Reconnu coupable de trafic d’influence dans le procès qui lui était intenté dans l’affaire Bel Air Sugar Estate, le businessman Rafiq Peermamode a pris connaissance de sa sentence ce matin. La magistrate Renuka Dabee lui a infligé une peine de 18 mois de prison. Dans sa plaidoirie mercredi, son homme de loi, Me Antoine Domingue, SC, avait demandé une “non custodial sentence”. Aussitôt la sentence prononcée, il a donné avis d’appel. Le businessman était accusé d’avoir demandé un pot-de-vin d’un montant d’un million d’euros pour obtenir un bail sur les Pas Géométriques.
La magistrate, en prononçant la sentence, a fait comprendre que la Cour ne pourra envisager des travaux communautaires dans ce cas compte tenu de la gravité du délit. Me Antoine Domingue compte loger sa “notice of appeal” aujourd’hui même.

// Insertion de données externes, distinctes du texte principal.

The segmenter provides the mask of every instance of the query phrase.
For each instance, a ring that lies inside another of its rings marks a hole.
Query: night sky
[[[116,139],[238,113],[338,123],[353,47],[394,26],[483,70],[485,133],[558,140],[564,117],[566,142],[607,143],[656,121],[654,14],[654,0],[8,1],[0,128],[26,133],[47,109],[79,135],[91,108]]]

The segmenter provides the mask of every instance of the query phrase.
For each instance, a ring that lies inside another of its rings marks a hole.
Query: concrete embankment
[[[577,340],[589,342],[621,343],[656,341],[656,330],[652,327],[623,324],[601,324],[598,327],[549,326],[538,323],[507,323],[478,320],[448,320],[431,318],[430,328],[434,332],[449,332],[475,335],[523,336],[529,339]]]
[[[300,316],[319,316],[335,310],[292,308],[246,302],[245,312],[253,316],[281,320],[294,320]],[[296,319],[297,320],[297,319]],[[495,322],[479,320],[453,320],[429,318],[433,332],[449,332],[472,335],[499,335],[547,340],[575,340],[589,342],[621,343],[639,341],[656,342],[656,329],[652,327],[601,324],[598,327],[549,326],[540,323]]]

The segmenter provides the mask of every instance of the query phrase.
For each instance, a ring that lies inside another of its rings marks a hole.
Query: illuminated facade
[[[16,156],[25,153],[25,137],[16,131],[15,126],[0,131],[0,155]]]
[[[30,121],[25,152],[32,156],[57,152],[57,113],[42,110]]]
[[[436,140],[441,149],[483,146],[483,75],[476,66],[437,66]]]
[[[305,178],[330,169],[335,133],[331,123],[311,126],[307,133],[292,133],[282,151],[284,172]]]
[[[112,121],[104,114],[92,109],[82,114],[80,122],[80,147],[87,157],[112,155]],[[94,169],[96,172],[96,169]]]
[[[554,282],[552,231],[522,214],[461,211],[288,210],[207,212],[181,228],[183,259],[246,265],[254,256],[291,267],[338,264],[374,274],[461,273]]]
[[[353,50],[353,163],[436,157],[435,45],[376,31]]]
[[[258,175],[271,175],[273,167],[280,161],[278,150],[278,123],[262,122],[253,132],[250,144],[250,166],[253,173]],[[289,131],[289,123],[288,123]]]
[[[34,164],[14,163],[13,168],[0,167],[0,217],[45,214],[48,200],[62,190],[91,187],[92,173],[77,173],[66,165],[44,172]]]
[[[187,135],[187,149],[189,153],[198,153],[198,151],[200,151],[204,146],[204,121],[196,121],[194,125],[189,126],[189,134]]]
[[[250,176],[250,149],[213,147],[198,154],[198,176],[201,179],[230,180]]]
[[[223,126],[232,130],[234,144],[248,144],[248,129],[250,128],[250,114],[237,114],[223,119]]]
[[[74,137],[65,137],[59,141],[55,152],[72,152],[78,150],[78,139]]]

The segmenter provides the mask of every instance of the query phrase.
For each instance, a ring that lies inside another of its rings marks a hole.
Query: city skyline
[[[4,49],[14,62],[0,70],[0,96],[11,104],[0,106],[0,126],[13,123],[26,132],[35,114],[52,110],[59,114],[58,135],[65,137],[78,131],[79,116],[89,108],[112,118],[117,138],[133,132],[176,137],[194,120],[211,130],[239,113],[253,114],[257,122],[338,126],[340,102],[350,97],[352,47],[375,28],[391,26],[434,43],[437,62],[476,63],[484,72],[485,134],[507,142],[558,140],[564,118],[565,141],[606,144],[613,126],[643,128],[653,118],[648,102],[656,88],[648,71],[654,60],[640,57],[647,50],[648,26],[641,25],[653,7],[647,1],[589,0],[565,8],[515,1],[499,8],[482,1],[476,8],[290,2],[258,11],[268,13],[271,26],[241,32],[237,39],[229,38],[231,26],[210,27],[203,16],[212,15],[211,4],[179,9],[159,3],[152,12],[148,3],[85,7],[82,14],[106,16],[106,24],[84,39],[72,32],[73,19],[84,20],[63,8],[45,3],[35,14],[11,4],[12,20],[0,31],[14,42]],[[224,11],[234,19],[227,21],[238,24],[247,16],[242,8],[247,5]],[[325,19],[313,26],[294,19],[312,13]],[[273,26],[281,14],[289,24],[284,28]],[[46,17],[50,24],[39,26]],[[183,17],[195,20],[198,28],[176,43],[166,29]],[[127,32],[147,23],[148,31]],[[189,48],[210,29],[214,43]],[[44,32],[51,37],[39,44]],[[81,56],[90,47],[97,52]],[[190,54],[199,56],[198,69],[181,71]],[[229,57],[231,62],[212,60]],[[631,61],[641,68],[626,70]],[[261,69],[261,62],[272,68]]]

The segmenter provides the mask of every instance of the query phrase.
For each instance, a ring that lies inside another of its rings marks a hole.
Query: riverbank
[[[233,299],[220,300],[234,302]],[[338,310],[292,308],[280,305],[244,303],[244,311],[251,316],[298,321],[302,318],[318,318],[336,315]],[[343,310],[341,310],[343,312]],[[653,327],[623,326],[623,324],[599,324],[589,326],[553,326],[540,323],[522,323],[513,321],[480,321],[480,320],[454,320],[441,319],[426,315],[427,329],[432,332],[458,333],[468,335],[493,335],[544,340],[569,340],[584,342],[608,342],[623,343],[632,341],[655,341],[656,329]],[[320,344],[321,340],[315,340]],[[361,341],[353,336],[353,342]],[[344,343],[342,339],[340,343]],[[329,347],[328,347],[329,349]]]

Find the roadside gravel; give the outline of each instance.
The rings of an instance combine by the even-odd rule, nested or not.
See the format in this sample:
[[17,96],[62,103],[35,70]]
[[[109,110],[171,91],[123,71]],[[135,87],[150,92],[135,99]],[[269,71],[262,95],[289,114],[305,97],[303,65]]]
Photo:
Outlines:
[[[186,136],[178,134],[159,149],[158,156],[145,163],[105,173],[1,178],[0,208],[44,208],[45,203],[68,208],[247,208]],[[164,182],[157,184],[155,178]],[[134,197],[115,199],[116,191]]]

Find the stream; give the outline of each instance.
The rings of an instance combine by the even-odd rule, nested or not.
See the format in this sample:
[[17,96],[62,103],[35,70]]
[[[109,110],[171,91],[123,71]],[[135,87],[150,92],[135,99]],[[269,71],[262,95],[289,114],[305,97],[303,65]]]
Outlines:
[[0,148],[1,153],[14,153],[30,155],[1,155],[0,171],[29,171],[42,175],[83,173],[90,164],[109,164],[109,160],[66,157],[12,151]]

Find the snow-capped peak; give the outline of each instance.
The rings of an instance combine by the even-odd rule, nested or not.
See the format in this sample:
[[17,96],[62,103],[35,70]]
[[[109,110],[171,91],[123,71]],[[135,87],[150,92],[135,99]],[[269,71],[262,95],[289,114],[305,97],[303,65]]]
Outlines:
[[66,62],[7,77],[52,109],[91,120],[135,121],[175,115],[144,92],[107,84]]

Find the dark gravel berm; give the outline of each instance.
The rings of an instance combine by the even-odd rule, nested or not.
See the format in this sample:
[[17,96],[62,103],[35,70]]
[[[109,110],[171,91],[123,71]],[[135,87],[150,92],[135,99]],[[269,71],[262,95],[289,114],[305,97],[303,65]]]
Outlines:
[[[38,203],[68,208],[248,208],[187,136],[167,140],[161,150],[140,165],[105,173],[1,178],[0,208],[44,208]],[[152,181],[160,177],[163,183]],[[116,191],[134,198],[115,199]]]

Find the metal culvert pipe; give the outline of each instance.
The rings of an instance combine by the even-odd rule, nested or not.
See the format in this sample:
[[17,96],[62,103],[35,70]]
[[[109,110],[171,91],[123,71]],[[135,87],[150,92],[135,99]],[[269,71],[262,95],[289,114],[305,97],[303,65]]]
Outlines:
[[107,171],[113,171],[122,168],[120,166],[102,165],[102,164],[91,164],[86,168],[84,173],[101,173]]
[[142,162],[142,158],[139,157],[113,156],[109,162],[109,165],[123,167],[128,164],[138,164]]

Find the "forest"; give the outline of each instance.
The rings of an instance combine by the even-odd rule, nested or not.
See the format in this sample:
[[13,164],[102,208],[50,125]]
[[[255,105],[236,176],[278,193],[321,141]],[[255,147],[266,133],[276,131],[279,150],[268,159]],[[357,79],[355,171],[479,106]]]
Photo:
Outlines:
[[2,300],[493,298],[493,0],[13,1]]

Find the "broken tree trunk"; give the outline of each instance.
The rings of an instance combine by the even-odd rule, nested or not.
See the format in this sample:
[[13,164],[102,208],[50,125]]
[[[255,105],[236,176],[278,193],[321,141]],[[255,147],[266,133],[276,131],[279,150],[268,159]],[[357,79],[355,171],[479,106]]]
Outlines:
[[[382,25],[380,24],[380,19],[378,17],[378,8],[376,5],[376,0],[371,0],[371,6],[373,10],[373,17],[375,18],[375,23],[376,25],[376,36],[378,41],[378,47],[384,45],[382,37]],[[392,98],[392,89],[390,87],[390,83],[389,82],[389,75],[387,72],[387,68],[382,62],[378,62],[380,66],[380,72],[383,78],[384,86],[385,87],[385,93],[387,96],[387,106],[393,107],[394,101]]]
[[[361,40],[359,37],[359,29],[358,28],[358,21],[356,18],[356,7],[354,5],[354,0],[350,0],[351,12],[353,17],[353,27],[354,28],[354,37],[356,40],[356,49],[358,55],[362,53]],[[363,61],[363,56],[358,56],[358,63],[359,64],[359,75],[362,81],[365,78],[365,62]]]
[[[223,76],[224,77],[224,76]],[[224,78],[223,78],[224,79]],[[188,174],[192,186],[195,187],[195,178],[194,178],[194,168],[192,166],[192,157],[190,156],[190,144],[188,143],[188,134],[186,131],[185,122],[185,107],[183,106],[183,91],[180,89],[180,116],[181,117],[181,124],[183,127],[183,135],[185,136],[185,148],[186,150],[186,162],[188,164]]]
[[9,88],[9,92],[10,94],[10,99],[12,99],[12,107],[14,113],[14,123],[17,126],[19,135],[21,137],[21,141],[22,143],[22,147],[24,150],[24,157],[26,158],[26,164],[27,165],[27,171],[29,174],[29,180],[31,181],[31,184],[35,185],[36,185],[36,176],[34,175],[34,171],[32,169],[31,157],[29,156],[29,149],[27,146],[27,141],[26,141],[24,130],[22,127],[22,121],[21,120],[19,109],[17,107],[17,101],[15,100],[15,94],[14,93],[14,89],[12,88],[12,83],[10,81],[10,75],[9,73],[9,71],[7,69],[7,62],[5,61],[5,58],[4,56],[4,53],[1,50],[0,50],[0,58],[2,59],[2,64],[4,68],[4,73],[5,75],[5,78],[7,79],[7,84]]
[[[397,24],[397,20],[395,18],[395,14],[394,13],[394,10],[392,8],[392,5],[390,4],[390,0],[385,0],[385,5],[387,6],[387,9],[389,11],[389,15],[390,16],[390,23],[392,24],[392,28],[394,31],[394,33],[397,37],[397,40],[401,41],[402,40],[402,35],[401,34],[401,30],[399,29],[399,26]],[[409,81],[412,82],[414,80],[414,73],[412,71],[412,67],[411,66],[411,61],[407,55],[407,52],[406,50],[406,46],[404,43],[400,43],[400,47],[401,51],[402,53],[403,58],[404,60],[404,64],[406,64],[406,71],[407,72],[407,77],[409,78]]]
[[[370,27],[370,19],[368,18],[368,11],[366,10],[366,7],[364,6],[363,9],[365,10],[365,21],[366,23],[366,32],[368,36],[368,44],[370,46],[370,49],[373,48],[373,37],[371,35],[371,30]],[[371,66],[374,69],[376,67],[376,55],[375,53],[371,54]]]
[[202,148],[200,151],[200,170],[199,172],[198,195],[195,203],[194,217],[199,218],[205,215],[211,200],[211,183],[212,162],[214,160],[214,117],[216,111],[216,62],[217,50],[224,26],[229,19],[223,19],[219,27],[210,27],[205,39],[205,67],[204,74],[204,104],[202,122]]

Rafiq Peermamode était poursuivi par l’Independent Commission against Corruption (ICAC) sous l’article 2 de la Prevention of Corruption Act (PoCA), amendée en 2006. La magistrate Renuka Dabee avait déclaré que la Poursuite avait prouvé les charges comme étant “beyond reasonable doubt”. Dans sa déposition, le businessman avait nié tout acte de corruption et avait expliqué que, ce jour-là, il avait accompagné un certain Patrick Rountree avec le président de Bel-Air Sugar Estate au bureau de l’ancien ministre Asraf Dulull pour une réunion. Rafiq Peermamode estime que les allégations de pot-de-vin pourraient être le fruit d’un « acte de vengeance » à son encontre. Rappelons par ailleurs que les juges Eddy Balancy et Asraf Caunhye avaient cassé en octobre 2012 le “ruling” de la Cour criminelle intermédiaire selon lequel Rafiq Peermamode ne pouvait être poursuivi dans une affaire de trafic d’influence. La Cour criminelle intermédiaire avait trouvé qu’au moment du délit, il n’existait aucune loi sous laquelle il pouvait répondre d’une quelconque accusation. Le procès avait ainsi repris.
L’affaire remonte à mars 2006. Selon l’acte d’accusation, un cadre de la compagnie Bel-Air Sugar Estate (BASE), Anil Nemchand, avait affirmé que Rafiq Peermamode se serait présenté à la compagnie sucrière en exigeant un million d’euros pour exercer son influence sur le ministre des Terres de l’époque, Asraf Dulull. La compagnie envisageait de se lancer dans un projet IRS. L’accusé aurait aussi demandé la somme de Rs 50 millions en vue de faire avancer le dossier, qui été supposément en suspens au ministère. La défense avait présenté au procès une motion réclamant l’annulation de l’acte d’accusation. Elle s’était appuyée sur le fait que la loi, votée en 2002, fait mention des délits commis hors du territoire mauricien et que ce n’est qu’en avril 2006, soit après le délit allégué, qu’elle a été modifiée pour la rendre applicable à Maurice. La cour avait donné raison à la défense mais l’ICAC et le DPP avaient interjeté appel. Les juges Eddy Balancy et Asraf Caunhye ont estimé, quant à eux, que l’esprit du législateur, en votant le bill présenté en 2002, était de « punir les coupables de fraudes commises à Maurice ».